Next to water filtration and “softening,” de-ionization is probably the next most common water treatment. Ions in water interfere with many cleaning processes and cause water spots on drying after rinsing. The common measure of the amount of ions in water is “resistivity.” The more “resistive” water is, the less ions it contains. Water from a municipal water supply very seldom has a resistivity greater than a few thousand ohms and may have a resistivity as low as 200 ohms or less. You might imagine, then, that sea water (which contains salt) has a resistivity of only a fraction of an ohm (about .2 Ohms). Water with virtually no ions (high purity DI water) may have a resistivity up to 18 megOhms (18,000,000 ohms) which is the resistivity of absolutely pure water. As you can see, this is a huge range for water which all looks pretty much the same to the naked eye.
The electrical resistivity of water is measured using an instrument called a “resistivity meter.” Very simple and inexpensive resistivity meters use a familiar orange neon bulb with electrodes immersed in the water being metered. An electrical circuit causes the neon light to stop glowing when a preset resistivity is not achieved. This type of resistivity meter is commonly used when the resistivity target is up to approximately 1 megOhm (1,000,000 Ohms). Measuring resistivity above 1 megOhm requires increasingly sophisticated instruments with commensurately higher prices. More sensitive instruments also require more maintenance in the way of calibration and tend to have increasingly more delicate sensing probes. Choosing a resistivity meter that is sensitive enough to do the job yet not overly complex is an important consideration.

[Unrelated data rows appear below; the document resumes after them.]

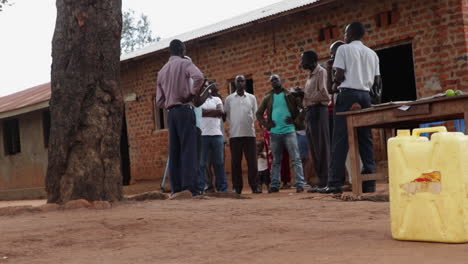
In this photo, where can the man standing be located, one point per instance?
(282, 115)
(316, 100)
(356, 74)
(213, 141)
(240, 110)
(178, 82)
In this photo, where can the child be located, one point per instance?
(262, 164)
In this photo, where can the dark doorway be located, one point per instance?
(124, 154)
(397, 70)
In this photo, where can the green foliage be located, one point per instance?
(136, 32)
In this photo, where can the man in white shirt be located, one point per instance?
(240, 110)
(357, 74)
(212, 143)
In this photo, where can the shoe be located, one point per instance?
(273, 189)
(314, 189)
(331, 189)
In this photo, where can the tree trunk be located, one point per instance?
(86, 105)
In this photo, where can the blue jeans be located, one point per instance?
(213, 146)
(183, 160)
(278, 142)
(346, 98)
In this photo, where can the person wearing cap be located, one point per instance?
(316, 101)
(282, 121)
(179, 83)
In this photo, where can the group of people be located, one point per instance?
(292, 120)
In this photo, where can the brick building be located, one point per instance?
(422, 45)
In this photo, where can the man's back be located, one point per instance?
(360, 63)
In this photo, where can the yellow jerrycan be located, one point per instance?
(428, 185)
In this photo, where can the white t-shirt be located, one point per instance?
(360, 64)
(211, 126)
(240, 112)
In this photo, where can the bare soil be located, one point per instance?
(269, 228)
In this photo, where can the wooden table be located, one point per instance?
(390, 116)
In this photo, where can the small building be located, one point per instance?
(422, 46)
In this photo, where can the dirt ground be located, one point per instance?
(269, 228)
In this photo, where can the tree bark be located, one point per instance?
(86, 105)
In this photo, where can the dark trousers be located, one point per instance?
(346, 98)
(264, 177)
(247, 146)
(319, 140)
(183, 156)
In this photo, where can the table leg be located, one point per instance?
(354, 156)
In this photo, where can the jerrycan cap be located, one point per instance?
(403, 133)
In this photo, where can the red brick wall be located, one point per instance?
(437, 30)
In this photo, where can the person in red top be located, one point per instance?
(179, 82)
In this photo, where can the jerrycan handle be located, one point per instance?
(418, 131)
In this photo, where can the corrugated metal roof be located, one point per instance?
(31, 96)
(245, 18)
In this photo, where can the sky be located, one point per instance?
(27, 27)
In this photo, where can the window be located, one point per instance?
(11, 137)
(46, 127)
(328, 33)
(248, 86)
(160, 117)
(386, 18)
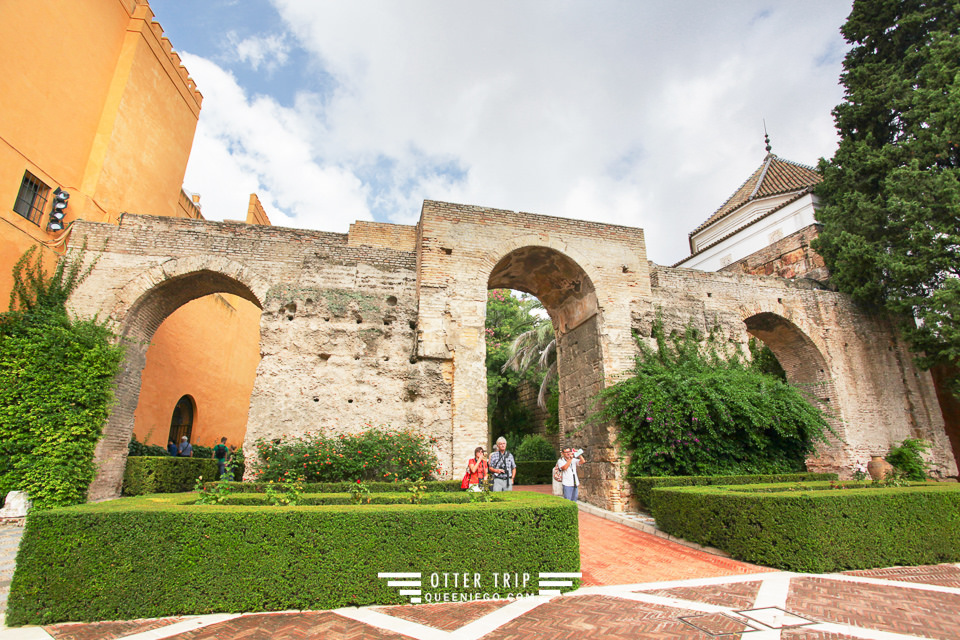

Similarly, although achieving the required resistivity for a particular application is important, more is not necessarily better! Plain tap water or tap water that has been “softened” is totally adequate in most cleaning and many rinsing processes. Things start to get tricky when water leaves “water spots” on parts. Water spots are simply dissolved minerals left behind after beads of water remaining on the parts after rinsing evaporates. It is generally agreed that “spot-free” drying requires water with a resistivity between .5 and 1 megOhm but this target varies depending on the surface texture of the parts and several other considerations. An earlier blog discussed “spot-free” in somewhat more detail.
Many critical cleaning applications, particularly in the manufacture of medical equipment, optics, and electronic chips require water at or near the ultimate resistivity of 18 megOhms.
The next blog will describe ways of making de-ionized water. But before we do that, it is important to recognize that de-ionized water, especially that approaching 18 megOhms, has some very unusual physical properties. Water, being the “universal solvent,” wants desperately to attract and dissolve ions. Creating de-ionized water is difficult enough but maintaining that water in an ion-free state is often next to impossible. Even stainless steel will corrode when in contact with high-purity de-ionized water. The quality of de-ionized water in a stainless steel tank will degrade in a matter of minutes unless it is either continuously recirculated through a de-ionizing process or replenished with freshly de-ionized water on a continuous basis. In fact, high purity deionized water left in an inert container (glass, teflon, plastic) with its top open to the atmosphere will, literally, absorb ions from the air! Maintaining high-purity de-ionized water almost demands that it be manufactured on-site. I am not aware of any delivery trucks pulling into manufacturing facilities delivering certified 18 megOhm purity de-ionized water.